You asked for my opinion, and you got it. I am not on board with that line of question!
 
8:07 PM
@dot_Sp0T I don't know what we are talking about but sure.
 
@elemtilas aren't you objectifying elves and other fantastical creatures now?
 
@dot_Sp0T Stand down
We @dot_Sp0T can have a sarcastic conversation about a different topic later :)
@elemtilas How are elves an "object?"
 
Also, we're saying that the Normans, Phonecians and Sythians kicked all kinds of ass! We are complementing them on their success.
 
@elemtilas I could also use some explanation of why one of your distant ancestral forbearers being equated with Orcs bothers you. I have norman ancestry as well...but specifically Norman culture no longer exists...we don't have Norman holidays, or...an American Norman Society, like you do with say Italians (I am one of those as well.)
 
@James I didn't intend it as sarcasm. I just tried understanding their point by applying the logic as I understood it
@James but I will bow to your will oh great one (/s)
 
8:13 PM
@Green From what @elemtilas has said its not the +/- its the act of comparison/replacement at all.
@dot_Sp0T Gracias :)
 
@James Okay. How can you have a meaningful and respectful discussion about two groups of people then? Can we make a distinction between abstraction and objectification?
 
@Green probably? I think so at least.
 
I see objectification as a striping away of someone's humanity and unique individual attributes. I usually think this way in reference to the objectification of women. When you objectify women, you strip away whatever else they may be down to base physical attributes.
Abstraction is peeling away the individual attributes to an ever more general level. When discussing dead peoples, I don't see how you can do that in any way other than in the abstract.

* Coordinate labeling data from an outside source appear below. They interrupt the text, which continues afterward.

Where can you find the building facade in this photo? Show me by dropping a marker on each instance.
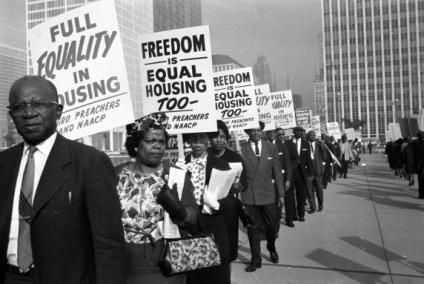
(262, 72)
(297, 101)
(12, 66)
(319, 98)
(134, 18)
(176, 14)
(373, 55)
(318, 85)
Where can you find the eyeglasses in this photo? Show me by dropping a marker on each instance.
(153, 141)
(38, 106)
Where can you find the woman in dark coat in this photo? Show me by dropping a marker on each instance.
(232, 207)
(200, 164)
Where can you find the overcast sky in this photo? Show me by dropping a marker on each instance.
(284, 31)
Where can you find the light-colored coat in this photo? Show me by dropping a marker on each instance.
(346, 150)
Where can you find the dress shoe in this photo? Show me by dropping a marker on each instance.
(252, 267)
(246, 220)
(274, 256)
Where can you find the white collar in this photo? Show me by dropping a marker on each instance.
(45, 146)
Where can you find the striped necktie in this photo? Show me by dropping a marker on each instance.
(25, 259)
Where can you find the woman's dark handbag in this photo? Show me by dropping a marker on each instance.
(187, 254)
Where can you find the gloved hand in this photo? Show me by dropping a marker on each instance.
(168, 199)
(210, 199)
(181, 164)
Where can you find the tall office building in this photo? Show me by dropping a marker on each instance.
(297, 101)
(12, 66)
(262, 72)
(373, 57)
(176, 14)
(135, 17)
(318, 91)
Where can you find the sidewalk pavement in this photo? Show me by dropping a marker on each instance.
(371, 231)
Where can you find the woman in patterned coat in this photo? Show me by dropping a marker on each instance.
(212, 220)
(145, 197)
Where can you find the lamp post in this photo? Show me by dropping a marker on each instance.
(339, 108)
(395, 103)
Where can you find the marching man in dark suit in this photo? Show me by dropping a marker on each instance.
(300, 157)
(285, 162)
(262, 197)
(59, 210)
(319, 158)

Sure, the result is the same, "less individual characteristics" but when talking about dead cultures, we never had that individual information to begin with.
 
True, or at least that makes sense to me.
 
@James Your questions, to me, appear to be about the comparison of the abstracts of groups that never had individuals (the orcs) or where the information about individuals is irrevocably lost to us (the Phoenicians/Normans/Sythians).
 
 
1 hour later…
9:23 PM
@AndyD273 Loudspeaker.
 
9:56 PM
i like this question about a day being a year+
 
@dot_Sp0T Elves have no objective reality in the primary world, apart from their being aspects of a literary / entertainment / gaming subcreation. We might wish otherwise!
 
10:20 PM
@James The Norman language is still spoken (both in England & France) and there are Norman cultural activities and festivities (in France at least) ... I've already explained what is bothersome here. When you take real people, human beings, in some culture, whether that culture is living or historical, and equate them with something less than human (or other than human), you are dehumanising them. Depriving them of their human dignity.
 
11:14 PM
@Green that air-force link you sent me is giving me some great ideas! And I think in the story I'll probably split up and go the specialization route. That being said, I still need to figure out how to test for the general qualities I'm looking for--flexibility under pressure and magic ability. So I think I'm going to ask it for solo adventurers and then use the answers to test for that after specialization tests. I'll let it marinate a little longer in the Sandbox overnight and then post tomorrow. Thanks again for all the help!